Veni, vidi, vegi (10) – Supplemente

Vitamin B12

Vegane Ernährung, das sei doch nicht natürlich, sagte der Bekannte. Man könne schließlich nicht alle Nährstoffe durch vegane Ernährung zu sich nehmen. 

„Okay,“ erwiderte ich, „aber was spricht denn dagegen, das berühmt-berüchtigte Vitamin B12 in Pillenform zu sich zu nehmen? Und alles andere, das bekommt man schon, wenn man …“

Weiter konnte ich leider nicht argumentieren. Nein, Pillen gingen gar nicht, das wäre eben nicht natürlich. Dabei war der Bekannte der veganen Ernährung gegenüber durchaus aufgeschlossen. Zwangsläufig. Das Herz klopfte an und gab deutliche Warnhinweise, dass es ratsam für ihn wäre, ab sofort besser auf die Gesundheit zu achten. Auf sein Gewicht ebenso. Über Nacht war er zum Veganer geworden und hielt mir lange Vorträge, wie sinnvoll und gesund vegane Ernährung sei. Nicht, dass ich es nicht schon gewusst hätte, im Gegenteil. 

So bestärkten wir uns sogar gegenseitig, noch mehr auf vegane Ernährung zu achten. Bis zwei Wochen später bei ihm der Sinneswandel eintrat. Ebenso plötzlich, wie er Veganer wurde, hörte er damit wieder auf. Ich vermute nicht komplett, aber die rein veganen Mahlzeiten wurden seltener, die Ausnahmen häufiger. Gesundheit schön und gut, aber es sei ja nicht natürlich.

Supplement oder Zusatz?

Ich versuchte es erneut: „Kennst Du schon diese Milchalternativen, in denen Vitamin B12 enthalten ist? Sogar einige Zahnpasta-Sorten haben inzwischen B12-Zusatz! Und neulich, da habe ich diesen Algensalat probiert, der hat einen sehr hohen Anteil an wichtigen Omega-3-Fettsäuren. Die Fische bekommen das auch nur von den Algen, man muss also gar keinen Fisch …“

Er blieb dabei, Zusatzstoffe in Pflanzenmilch, das ist doch nicht natürlich, sagte er, als er einen Schokoriegel aus der Verpackung holte. Ich kam gar nicht mehr zu meinen weiteren Argumenten, zum Beispiel, dass Tierfutter ebenfalls mit Zusatzstoffen und übrigens auch allen möglichen Medikamenten versetzt ist. So soll das Fleisch bestimmte Stoffe enthalten. Und das es nicht weniger natürlich sei Tierfutter zu supplementieren, als unsere Nahrung.

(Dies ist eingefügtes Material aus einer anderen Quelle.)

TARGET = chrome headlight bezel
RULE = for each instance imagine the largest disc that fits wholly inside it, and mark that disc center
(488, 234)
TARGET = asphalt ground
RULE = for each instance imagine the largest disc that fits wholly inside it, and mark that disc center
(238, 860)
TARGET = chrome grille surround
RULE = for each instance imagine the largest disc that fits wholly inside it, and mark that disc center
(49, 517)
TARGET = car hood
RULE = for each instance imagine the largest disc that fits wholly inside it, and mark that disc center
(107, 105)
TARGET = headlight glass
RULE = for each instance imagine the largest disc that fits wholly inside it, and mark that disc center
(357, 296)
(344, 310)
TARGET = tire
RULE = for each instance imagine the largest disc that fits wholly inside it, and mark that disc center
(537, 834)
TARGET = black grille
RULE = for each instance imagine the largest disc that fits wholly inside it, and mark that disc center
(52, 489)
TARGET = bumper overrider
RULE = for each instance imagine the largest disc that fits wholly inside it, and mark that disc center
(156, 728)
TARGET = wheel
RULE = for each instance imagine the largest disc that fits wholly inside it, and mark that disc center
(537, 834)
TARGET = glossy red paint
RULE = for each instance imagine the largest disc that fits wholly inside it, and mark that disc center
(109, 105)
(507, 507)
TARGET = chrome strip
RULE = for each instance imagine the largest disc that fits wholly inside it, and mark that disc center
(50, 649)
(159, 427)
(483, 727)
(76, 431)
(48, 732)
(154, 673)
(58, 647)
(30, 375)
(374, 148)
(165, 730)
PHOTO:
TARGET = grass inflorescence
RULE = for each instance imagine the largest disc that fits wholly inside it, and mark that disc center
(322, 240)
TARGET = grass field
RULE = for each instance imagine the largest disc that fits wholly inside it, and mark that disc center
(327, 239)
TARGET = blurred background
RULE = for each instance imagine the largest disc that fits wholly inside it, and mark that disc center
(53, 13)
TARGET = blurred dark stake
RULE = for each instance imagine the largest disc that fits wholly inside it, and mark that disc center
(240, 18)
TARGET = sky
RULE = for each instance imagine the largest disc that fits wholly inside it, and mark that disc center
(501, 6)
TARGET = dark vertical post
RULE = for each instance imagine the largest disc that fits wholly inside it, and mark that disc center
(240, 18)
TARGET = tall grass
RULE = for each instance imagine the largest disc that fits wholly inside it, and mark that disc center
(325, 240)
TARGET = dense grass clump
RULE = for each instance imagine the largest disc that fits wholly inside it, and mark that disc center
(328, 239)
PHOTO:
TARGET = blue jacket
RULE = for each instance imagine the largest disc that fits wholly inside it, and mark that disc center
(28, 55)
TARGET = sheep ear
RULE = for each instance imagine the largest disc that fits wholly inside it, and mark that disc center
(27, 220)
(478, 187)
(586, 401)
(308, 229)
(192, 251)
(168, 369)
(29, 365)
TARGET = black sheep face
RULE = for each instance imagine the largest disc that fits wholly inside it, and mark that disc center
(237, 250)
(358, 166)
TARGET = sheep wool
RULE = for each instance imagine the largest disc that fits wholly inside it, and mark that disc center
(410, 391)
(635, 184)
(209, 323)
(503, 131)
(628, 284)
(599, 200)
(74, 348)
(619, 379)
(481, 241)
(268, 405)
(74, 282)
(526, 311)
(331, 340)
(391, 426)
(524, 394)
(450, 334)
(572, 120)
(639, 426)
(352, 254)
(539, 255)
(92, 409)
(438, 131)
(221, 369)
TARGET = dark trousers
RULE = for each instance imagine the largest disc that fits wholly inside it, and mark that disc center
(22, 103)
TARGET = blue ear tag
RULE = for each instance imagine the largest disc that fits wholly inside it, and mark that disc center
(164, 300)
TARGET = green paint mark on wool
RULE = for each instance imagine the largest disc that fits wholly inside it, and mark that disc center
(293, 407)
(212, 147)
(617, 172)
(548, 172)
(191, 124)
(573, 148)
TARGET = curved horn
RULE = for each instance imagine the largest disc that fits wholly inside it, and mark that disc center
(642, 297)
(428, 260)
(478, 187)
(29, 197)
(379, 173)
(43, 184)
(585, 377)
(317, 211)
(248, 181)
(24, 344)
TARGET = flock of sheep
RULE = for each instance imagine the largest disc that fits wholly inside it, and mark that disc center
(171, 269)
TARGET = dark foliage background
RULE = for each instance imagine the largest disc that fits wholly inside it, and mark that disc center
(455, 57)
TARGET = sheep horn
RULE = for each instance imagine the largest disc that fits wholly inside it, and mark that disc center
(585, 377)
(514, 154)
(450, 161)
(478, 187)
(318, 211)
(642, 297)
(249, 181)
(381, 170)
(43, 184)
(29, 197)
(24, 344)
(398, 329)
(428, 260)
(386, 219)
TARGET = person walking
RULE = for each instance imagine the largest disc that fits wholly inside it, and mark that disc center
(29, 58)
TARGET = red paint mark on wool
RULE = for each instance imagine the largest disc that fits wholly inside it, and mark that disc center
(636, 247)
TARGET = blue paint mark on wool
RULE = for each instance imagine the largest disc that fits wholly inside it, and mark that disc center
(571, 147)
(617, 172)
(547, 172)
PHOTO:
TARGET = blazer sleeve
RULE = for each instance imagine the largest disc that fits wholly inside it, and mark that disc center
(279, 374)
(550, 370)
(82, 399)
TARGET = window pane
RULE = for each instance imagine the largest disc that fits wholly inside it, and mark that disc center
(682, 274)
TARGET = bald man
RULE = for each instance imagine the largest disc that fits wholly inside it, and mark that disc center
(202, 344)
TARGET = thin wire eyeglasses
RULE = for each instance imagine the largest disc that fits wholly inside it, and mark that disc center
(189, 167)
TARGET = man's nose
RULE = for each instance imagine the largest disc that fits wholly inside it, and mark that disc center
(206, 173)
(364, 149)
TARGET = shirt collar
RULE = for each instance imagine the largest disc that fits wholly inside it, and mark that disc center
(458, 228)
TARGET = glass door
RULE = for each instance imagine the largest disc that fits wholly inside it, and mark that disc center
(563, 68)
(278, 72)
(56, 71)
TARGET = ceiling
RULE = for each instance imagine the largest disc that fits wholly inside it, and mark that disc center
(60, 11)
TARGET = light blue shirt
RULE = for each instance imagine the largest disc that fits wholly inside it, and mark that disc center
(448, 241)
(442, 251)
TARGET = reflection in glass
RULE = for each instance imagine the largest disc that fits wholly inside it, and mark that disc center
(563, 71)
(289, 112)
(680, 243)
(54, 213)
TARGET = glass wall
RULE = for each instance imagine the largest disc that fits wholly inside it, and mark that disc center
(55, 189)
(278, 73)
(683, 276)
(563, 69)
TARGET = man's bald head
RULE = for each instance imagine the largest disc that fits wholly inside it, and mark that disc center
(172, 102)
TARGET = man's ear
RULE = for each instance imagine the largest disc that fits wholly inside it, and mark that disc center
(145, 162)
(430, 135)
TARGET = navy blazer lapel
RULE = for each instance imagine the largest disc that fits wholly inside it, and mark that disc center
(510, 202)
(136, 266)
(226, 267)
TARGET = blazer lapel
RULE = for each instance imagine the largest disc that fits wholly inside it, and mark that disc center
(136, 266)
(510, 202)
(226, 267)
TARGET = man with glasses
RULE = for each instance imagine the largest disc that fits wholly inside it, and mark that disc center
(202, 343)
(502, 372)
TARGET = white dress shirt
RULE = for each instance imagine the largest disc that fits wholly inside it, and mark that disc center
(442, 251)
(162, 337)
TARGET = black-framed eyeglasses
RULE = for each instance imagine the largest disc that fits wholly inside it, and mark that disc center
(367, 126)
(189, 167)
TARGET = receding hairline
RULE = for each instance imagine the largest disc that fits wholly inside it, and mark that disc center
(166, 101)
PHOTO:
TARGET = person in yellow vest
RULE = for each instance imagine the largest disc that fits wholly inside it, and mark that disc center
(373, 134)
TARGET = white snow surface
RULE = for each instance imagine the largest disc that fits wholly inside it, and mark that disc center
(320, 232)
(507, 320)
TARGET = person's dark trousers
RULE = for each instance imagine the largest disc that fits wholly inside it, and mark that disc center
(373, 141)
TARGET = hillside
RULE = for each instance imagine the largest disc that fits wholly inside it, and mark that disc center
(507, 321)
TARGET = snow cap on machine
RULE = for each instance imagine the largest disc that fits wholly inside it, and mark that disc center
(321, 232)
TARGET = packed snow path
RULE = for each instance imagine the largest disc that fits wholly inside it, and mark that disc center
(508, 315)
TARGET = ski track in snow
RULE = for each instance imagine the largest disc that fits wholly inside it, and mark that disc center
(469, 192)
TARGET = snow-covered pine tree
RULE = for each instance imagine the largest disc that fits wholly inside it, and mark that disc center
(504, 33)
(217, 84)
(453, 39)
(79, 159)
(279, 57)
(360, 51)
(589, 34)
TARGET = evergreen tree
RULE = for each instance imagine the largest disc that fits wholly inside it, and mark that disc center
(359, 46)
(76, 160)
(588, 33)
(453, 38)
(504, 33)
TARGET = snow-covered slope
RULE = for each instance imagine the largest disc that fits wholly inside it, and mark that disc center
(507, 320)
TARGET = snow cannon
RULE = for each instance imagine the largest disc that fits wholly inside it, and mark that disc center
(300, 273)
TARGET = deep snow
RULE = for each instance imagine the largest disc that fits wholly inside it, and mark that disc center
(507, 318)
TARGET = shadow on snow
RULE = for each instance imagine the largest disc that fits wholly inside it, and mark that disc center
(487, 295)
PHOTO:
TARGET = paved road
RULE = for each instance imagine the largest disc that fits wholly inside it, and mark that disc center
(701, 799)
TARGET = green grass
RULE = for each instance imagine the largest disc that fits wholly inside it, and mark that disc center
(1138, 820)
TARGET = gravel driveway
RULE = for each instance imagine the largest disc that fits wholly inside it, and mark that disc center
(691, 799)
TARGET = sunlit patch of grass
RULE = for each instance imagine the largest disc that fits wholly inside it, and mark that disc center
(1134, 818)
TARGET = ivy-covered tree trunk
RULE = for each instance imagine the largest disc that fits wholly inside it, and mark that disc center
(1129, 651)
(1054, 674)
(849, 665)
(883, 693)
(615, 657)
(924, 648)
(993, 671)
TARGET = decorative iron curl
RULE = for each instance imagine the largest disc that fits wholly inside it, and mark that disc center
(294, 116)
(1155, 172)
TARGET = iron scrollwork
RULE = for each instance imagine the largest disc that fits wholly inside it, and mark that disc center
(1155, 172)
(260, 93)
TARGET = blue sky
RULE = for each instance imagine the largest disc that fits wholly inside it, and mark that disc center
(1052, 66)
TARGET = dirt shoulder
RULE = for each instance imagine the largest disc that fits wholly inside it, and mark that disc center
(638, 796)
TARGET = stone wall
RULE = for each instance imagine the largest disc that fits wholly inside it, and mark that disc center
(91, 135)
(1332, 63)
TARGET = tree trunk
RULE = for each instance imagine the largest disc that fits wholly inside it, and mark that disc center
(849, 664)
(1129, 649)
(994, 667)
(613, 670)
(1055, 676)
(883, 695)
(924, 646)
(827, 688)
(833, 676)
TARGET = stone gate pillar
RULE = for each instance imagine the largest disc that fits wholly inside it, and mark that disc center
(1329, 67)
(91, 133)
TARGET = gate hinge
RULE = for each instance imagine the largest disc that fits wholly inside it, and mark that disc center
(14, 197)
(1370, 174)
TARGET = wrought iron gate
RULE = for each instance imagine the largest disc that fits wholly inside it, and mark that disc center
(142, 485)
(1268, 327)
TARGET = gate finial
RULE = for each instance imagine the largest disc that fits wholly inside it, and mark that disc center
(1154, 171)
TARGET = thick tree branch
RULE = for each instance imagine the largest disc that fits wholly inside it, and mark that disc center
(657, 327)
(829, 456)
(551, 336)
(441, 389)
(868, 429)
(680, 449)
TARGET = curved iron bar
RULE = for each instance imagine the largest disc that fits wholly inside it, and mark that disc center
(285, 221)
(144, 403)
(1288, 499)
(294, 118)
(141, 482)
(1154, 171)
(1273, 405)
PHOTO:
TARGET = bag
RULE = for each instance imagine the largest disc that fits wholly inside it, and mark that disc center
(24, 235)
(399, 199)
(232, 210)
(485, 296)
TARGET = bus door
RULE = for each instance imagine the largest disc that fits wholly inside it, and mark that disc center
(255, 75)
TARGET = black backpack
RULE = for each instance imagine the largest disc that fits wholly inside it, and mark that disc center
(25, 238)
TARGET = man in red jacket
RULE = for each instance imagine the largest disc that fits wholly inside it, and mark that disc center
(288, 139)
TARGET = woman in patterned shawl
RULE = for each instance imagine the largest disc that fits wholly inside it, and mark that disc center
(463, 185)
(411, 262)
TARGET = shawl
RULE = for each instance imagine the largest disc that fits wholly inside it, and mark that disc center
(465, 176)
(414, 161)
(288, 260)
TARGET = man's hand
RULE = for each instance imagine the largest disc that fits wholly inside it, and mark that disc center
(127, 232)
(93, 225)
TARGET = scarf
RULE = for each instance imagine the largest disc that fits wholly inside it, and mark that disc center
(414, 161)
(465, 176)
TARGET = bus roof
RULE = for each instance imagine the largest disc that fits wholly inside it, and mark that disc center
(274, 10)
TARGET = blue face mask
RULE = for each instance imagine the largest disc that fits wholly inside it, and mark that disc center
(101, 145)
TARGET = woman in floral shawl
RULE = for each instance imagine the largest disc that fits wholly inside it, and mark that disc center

Nein, das wäre nicht natürlich, sagte er und kippte sich ein Portionsbecherchen Kondensmilch in den Kaffee. Hm, das klang für mich inzwischen mehr nach Vorwand als nach Einwand. War er vielleicht noch nicht so weit, die Körpersignale in eine Änderung des Verhaltens oder der Ernährung umzusetzen? Vermutlich ist die Umsetzung auch schwierig, wenn man sich ausschließlich aus gesundheitlichen Gründen für eine vegane Kost entscheidet und es als Verzicht erlebt.

Was ist schon natürlich?

Er sagte noch, dass Affen sich beispielsweise auch nicht vegan ernährten. Das sei ein weiteres Argument dafür, dass vegan nicht natürlich sei. Unsere nächsten Verwandten im Tierreich bräuchten schließlich auch Vitamin-B12. Ich widersprach nicht mehr, auch wenn ich gerne das Argument gebracht hätte, dass Affen Kot essen und dieser Vitamin B12 enthält. Das hätte er, auf menschliche Ernährung übertragen, vermutlich auch nicht als natürlich angesehen. Aber was ist schon natürlich? Die industrielle Tierhaltung und -schlachtung ganz sicher auch nicht.

 

Ich in jedem Fall empfinde die vegane Lebensweise als die Natürlichste und Sinnvollste. Ich habe immer meine Nussmischung dabei, achte auf ein vielfältiges Nahrungsangebot und ergänze das, was ich in meinen Mahlzeiten nicht bekomme. Und hin und wieder ein Bluttest, das ist übrigens auch für Mischköstler*innen sinnvoll, da Vitamin-B12-Mangel auch unter ihnen sehr verbreitet ist.